Many technologies are being developed to solve the trouble of
the urban pollution. Among other solutions (improvements in engine
control and combustion, electrical propulsion) one of the foreseen
ways is the employment of low or zero carbon content fuels, such as
hydrogen. In fact a nearly zero emission vehicle may be obtained
through the hydrogen propulsion; in this case the only polluting
agents are nitrogen oxides if an internal combustion engine is
used. Though fuel cells are considered as the most promising
solution in the long term, they are still in their prototypical
phase and the use of the internal combustion engine use remains
until today a relevant topic.
It has been evident since the 80s that direct injection is the
only method to get a high specific power without pre-ignition and
backfire phenomena. However this technique shows a higher
difficulty in getting a well-mixed charge. The process of mixing
between air and fuel obviously depends upon many parameters, such
as the injection pressure and timing, the location of the injectors
and so on.

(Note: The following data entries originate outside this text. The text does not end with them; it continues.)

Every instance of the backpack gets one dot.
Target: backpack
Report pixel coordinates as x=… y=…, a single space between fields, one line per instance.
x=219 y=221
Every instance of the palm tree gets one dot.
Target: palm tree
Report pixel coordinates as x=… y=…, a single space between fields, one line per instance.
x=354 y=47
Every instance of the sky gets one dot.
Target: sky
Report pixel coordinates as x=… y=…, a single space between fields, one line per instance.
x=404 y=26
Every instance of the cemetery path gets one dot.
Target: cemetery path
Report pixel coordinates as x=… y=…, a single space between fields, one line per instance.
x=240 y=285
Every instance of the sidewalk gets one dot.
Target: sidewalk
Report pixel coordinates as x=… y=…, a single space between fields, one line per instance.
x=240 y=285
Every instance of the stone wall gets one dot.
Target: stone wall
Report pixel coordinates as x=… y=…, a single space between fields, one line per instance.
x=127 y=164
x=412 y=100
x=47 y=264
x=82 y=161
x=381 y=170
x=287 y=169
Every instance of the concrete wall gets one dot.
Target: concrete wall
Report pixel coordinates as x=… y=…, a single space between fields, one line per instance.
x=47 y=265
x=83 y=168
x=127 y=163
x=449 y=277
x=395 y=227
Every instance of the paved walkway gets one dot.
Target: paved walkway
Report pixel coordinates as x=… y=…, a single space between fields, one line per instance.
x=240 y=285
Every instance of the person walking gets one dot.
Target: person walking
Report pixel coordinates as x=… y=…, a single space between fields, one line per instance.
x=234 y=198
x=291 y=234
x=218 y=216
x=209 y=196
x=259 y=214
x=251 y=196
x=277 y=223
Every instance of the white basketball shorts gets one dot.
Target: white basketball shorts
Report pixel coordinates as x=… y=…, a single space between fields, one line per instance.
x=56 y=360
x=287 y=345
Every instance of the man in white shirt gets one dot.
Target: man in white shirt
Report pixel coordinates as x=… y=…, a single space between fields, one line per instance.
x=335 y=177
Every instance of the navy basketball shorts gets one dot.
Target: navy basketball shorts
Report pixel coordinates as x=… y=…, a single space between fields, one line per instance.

In this study the effects of the injection parameters on
combustion, engine performances, emissions and efficiency were
analyzed.
Commercial electro-injectors were considered in this paper, and
one of the main issues of the described work was the analysis of
the engine performances and emissions as a function of the engine
rotating speed and load. This paper shows the realization of a
directly injected, hydrogen-fuelled prototype and the results of
its experimental testing. Performances, consumption and
NOx emissions are discussed as well as the influence of
the injection parameters on the heat release rate.